When you adopt an animal from a shelter, you save a life.

Think about it…I mean, really.

Only Adopt If You’re Ready

Make sure adoption is for you before you commit. It can be a big responsibility. Rescued animals are often scared, hurt, scarred, mistrustful, and in need of a lot of love and patience.

This is not always the case, of course. I know of stories where adopters found the sweetest, most well-adjusted dogs at their local shelter. According to the ASPCA, twice the number of abandoned animals at shelters come as strays that have run away from or lost their owners. Sometimes, these poor animals are given up because their families had financial problems or because they moved.

Rescue shelters have many different types of dogs with different needs and temperaments. I suggest that you talk to an adoption specialist before you make a choice. They’ll take a look at your lifestyle and habits, and suggest pets for you. This way, the animal will have the best possible home for it and you’ll have the best possible companion.

Abandoned animals usually end up in animal shelters

Choose the right shelter

This is a very important step, almost as important as choosing the right cat or dog. You don’t want to adopt from a shelter that only wants to kick out an animal on you as quickly as possible. You should only go to a shelter that will take the time to offer lots of friendly advice for the matchmaking to find you the right companion.

It’s also a good idea to ask people on Facebook, Twitter, and other social media, about what your local adoption center is like. Also note that local and state shelters usually make do with limited resources, so they may have very basic facilities.

Some privately owned shelters may have state-of-the-art facilities where animals are given lots of physical and medical care.

Remember, Adoption Is Not Free

You may think that adopting an animal that has been abandoned should be free, but it’s not, and for a good reason. Shelters take care of things like neutering or spaying, vaccinations etc. for you. You’ll get a detailed social history and medical report about your pet, which is fantastic to have for the new family member you’re bringing in.

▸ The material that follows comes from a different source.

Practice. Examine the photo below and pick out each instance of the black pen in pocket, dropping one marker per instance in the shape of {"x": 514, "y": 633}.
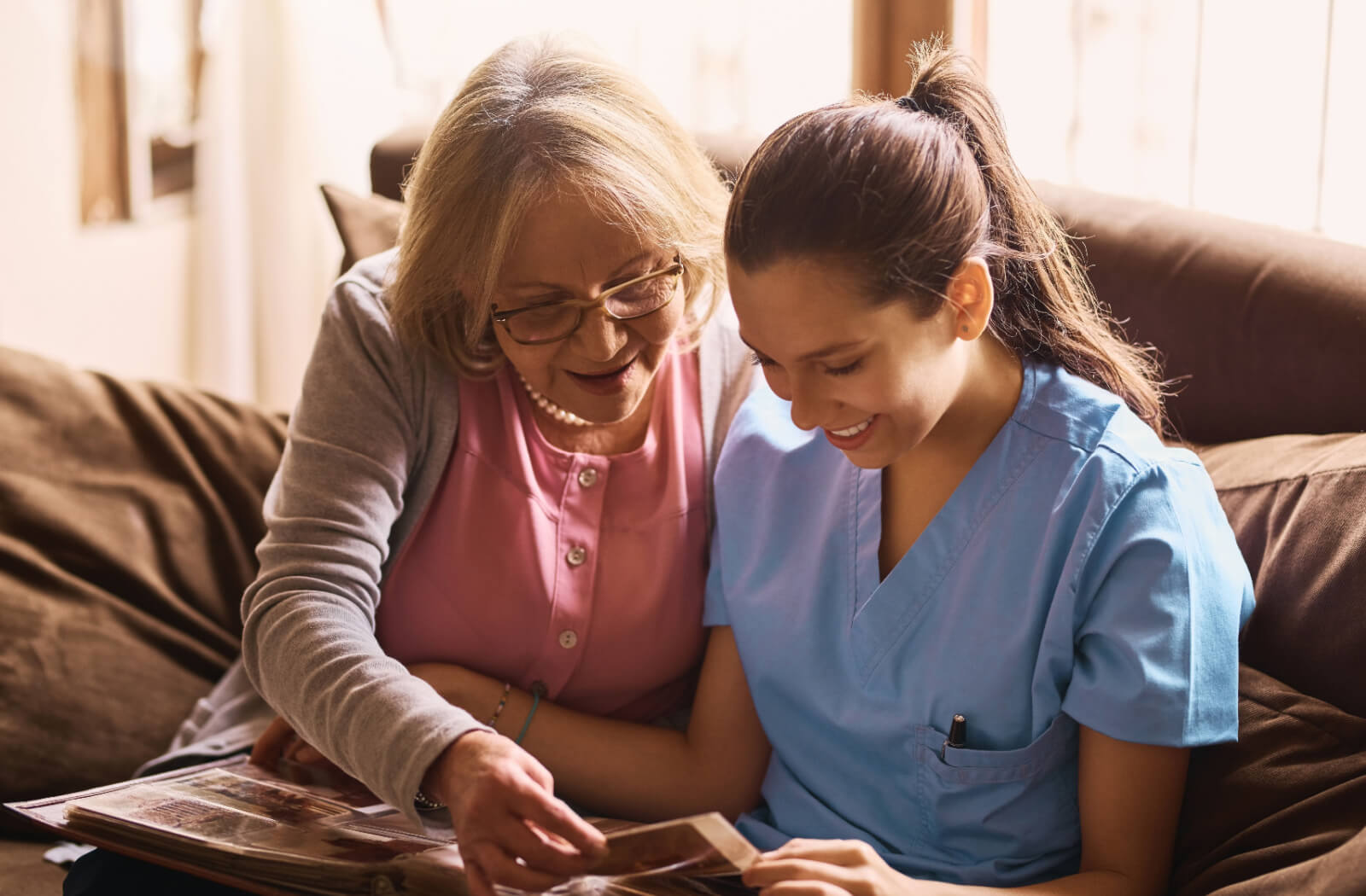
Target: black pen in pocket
{"x": 956, "y": 735}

So shelters will ask a small amount as a donation to adopt. But adopting a pet is definitely a lot less expensive than buying one.

Call the shelter ahead of your visit. You’ll save a lot of time by inquiring about their costs, procedures and adoption policies.

Before you think about adoption, I suggest you also look up the many online resources on adopting a pet. You’ll find plenty of useful info about organizations specializing in adoptions, first steps etc.